Development

Setup

Follow the following directions for cloning the repository and installing requirements.

What you’ll need

  • Git
  • GitHub account
  • Working internet connection
  • Python 3.6, 3.7, or 3.8 installed
  • Pipenv for managing dependencies and virtual environments

You can find more details on setting up these tools and other common issues in Setup Help.

Clone the Repository

Note: If you’re interested in setting up and managing a group of scrapers for your area, follow these instructions for our City-Bureau/city-scrapers-template repo instead.

These steps are the same, regardless of which option below you choose.

1. Fork the repository

This can be from the repo for the local City Scrapers project you’re working on or City-Bureau/city-scrapers.

2. Clone the fork to your local machine

$ git clone https://github.com/YOUR-USERNAME/city-scrapers.git

3. Change directories into the main project folder

$ cd city-scrapers

Install dependencies

Pipenv is package management tool for Python which combines managing dependencies and virtual environments. It’s also designed to be compatible with Windows. Other tools like virtualenv and virtualenv-wrapper can be used, but our documentation will only refer to Pipenv since it’s quickly being adopted as the standard for Python dependency management.

To setup an environment with Pipenv, run:

$ pipenv sync --dev --three

Then, you can activate the virtual environment by running:

$ pipenv shell

after which all of your commands will be in a virtual environment. You can exit this environment by running exit, or by entering CTRL+D.
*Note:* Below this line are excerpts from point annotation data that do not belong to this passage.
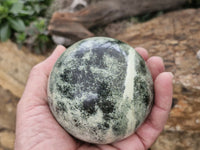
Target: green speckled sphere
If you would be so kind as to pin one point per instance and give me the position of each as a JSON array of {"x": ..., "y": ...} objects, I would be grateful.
[{"x": 100, "y": 90}]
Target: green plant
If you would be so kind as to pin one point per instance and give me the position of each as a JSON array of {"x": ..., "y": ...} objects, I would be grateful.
[{"x": 17, "y": 17}]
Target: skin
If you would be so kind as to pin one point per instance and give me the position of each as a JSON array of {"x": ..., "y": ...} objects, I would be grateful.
[{"x": 37, "y": 129}]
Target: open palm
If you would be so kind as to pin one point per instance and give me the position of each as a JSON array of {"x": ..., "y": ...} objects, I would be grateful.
[{"x": 37, "y": 129}]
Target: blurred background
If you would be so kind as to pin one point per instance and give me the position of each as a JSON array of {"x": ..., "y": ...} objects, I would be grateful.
[{"x": 30, "y": 30}]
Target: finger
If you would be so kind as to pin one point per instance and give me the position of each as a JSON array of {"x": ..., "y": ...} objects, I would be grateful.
[
  {"x": 143, "y": 52},
  {"x": 155, "y": 65},
  {"x": 37, "y": 81},
  {"x": 154, "y": 124}
]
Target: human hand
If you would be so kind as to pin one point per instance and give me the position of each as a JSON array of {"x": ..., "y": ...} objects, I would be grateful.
[{"x": 37, "y": 129}]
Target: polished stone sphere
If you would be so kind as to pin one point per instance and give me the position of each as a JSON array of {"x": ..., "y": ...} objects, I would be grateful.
[{"x": 100, "y": 90}]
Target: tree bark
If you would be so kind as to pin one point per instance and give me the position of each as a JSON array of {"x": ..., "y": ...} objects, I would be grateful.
[{"x": 76, "y": 25}]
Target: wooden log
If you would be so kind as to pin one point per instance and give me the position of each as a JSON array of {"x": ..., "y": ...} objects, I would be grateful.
[{"x": 76, "y": 25}]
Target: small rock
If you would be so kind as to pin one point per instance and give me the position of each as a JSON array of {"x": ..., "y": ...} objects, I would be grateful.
[{"x": 100, "y": 90}]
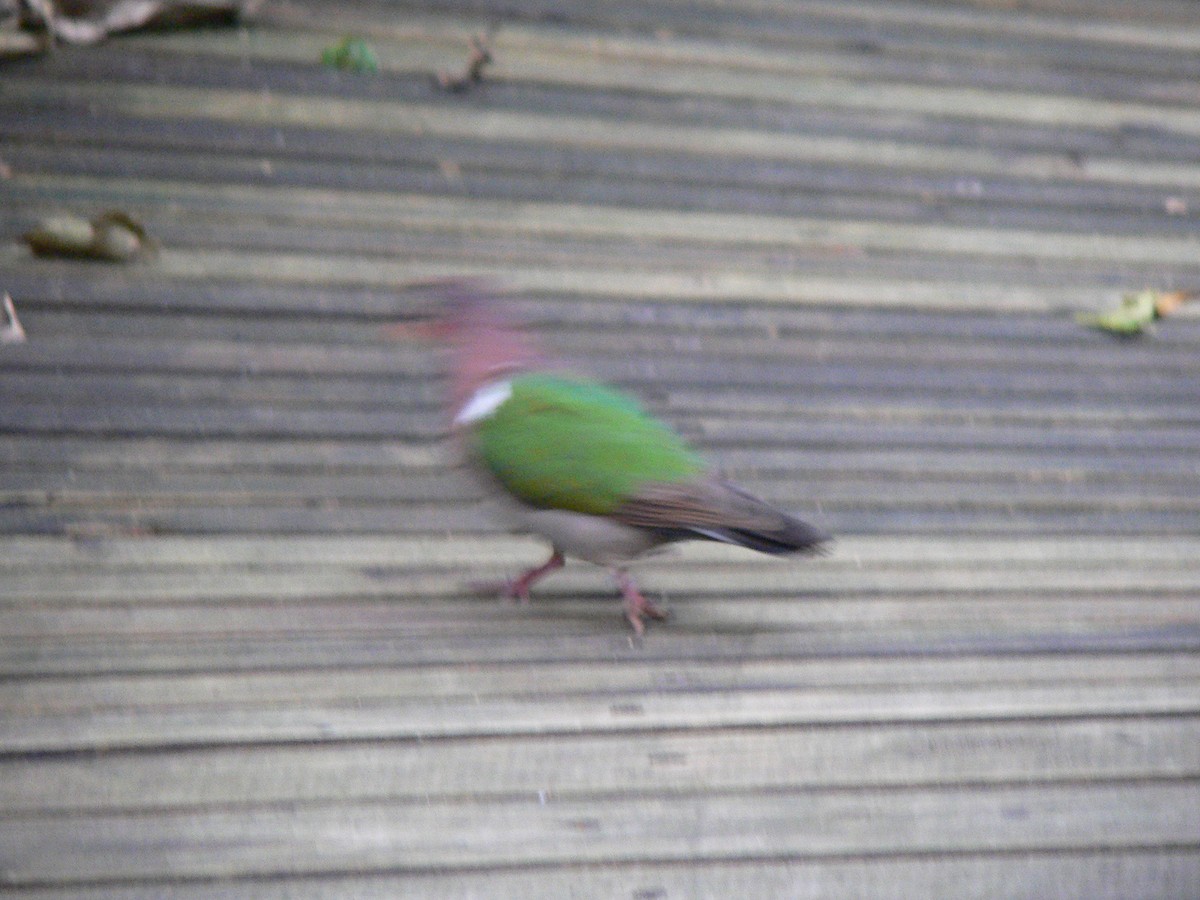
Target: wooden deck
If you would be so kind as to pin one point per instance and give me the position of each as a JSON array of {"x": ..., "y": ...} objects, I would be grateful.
[{"x": 839, "y": 244}]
Alternatively, you can prefix commands with pipenv run. Here’s an example that will run the Chicago Public Library scraper:

$ pipenv run scrapy crawl chi_library

Contribute

Ways to contribute

There are many ways to contribute to this project: coding a spider (webscraper), building infrastructure, improving documentation, hosting in-person code evenings, and participating in technical discussions in Slack about code and design choices. Request an invite to our Slack by filling out this form.

The best way to familiarize yourself with the code base is to build a spider. Follow the installation and contributing-a-spider sections below to get started. Reach out on Slack for support.

Familiarize yourself with how we work

Please read the project’s CONTRIBUTING.md file to learn about how we use GitHub to manage the project and our pull request policy.

Spider Setup

1. Find an open issue to work on

First, find an issue labeled “help wanted” within the project’s issue tracker. Any issue without the “claimed” label is fair game. Add a comment indicating that you’re interested in the work, and once a maintainer has replied and marked the issue “claimed” you’re good to go.

Save and note the issue number.

2. Create a new branch

Create a new branch in your fork

$ git checkout -b XXXX-spider-NAMEOFAGENCY

XXXX is the zero-padded issue number and NAMEOFAGENCY should be something like chi_housing. For example, for ticket number 53 entitled “SPIDER: Chicago Housing Authority”, create a branch named 0053-spider-chi_housing.

3. Create a spider

Create a spider from our template with a spider slug, agency name, and a URL to start scraping. Inside your virtual environment following the previous examples (or prefixed by pipenv run) run:

(city-scrapers)$ scrapy genspider chi_housing "Chicago Housing Authority" http://www.thecha.org

You should see some output like:

Created file: /Users/eads/Code/city-scrapers/city_scrapers/spiders/chi_housing.py
Created file: /Users/eads/Code/city-scrapers/tests/test_chi_housing.py
Created file: /Users/eads/Code/city-scrapers/tests/files/chi_housing.html

4. Test crawling

You now have a spider named chi_housing. To run it (admittedly, not much will happen until you start editing the scraper), run:

(city-scrapers)$ scrapy crawl chi_housing

If there are no error messages, congratulations! You have a barebones spider.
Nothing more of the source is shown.